In der Kon­troll­sit­zung vom 11. März 2020 wur­de im Rah­men einer münd­li­chen Fra­ge von Herrn Grom­mes (ProDG) die The­ma­tik der Sprach­aus­wahl im Anru­fer­me­nü der Not­ruf­num­mer 112 ange­spro­chen. In sei­ner Ant­wort erklär­te Herr Minis­ter Anto­nia­dis damals, dass die Sprach­aus­wahl eine Ange­le­gen­heit des Föde­ral­staa­tes sei. Obwohl man bereits Rück­mel­dun­gen vom 112-Dienst ein­ge­holt habe, wur­de bis dato schein­bar kein signi­fi­kan­tes Feed­back aus der Bevöl­ke­rung bezüg­lich Sprach­pro­ble­men in Ver­bin­dung mit dem Gebrauch der deut­schen Spra­che gemeldet.

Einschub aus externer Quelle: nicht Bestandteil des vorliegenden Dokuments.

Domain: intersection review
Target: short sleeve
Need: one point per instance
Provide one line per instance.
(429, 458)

Jüngst wur­den wir jedoch über einen besorg­nis­er­re­gen­den Vor­fall infor­miert, der die Not­wen­dig­keit einer Über­prü­fung und Ver­bes­se­rung des Sys­tems  unter­streicht. Eine Bür­ge­rin aus der Eifel schil­der­te uns, wie sie in einer Not­si­tua­ti­on die Not­ruf­num­mer 112 wähl­te, nach­dem sie in ihrem eige­nen Haus über­fal­len wur­de. Nach Aus­wahl der deut­schen Spra­che im Menü erhielt sie son­der­ba­rer­wei­se nicht nur eine auto­ma­ti­sche Ansa­ge in Fran­zö­sisch “res­tez en ligne” (Deutsch: Blei­ben Sie in der Lei­tung), nein, der fol­gen­de Ansprech­part­ner sprach aus­schließ­lich Fran­zö­sisch. Die Fra­ge nach einem deutsch­spra­chi­gen Mit­ar­bei­ter wur­de ver­neint, da gera­de nie­mand im Haus sei. Dies führ­te zu Ver­stän­di­gungs­schwie­rig­kei­ten, da Orts- und Stra­ßen­na­men buch­sta­biert wer­den muss­ten und fran­ko­pho­ne Mit­ar­bei­ter die­se oft nicht ver­ste­hen. Das Tele­fo­nat dau­er­te ins­ge­samt 5 Minu­ten und 9 Sekun­den, was für das Opfer eines Über­falls unend­lich lang erscheint und in Fäl­len, in denen es um Leben und Tod geht, abso­lut inak­zep­ta­bel ist.

 Dar­aus erge­ben sich für uns Fra­gen an den zustän­di­gen Minis­ter Anto­nia­dis, wie z.B:

 — Wur­de der 112-Dienst im Hin­blick auf die Ver­wen­dung der deut­schen Spra­che wei­ter eva­lu­iert? Wenn ja, was sind die Ergeb­nis­se? Wenn nein, war­um nicht?

 — Wel­che Maß­nah­men wer­den Sie ergrei­fen, um eine rei­bungs­lo­se Kom­mu­ni­ka­ti­on in der bevor­zug­ten Spra­che in Not­si­tua­tio­nen zu gewährleisten?

Die Vivant-Frak­ti­on hat eini­ge die­ser Fra­gen in Form einer schrift­li­chen Anfra­ge an Minis­ter Anto­nia­dis gerich­tet und wir erwar­ten gespannt sei­ne Antwort.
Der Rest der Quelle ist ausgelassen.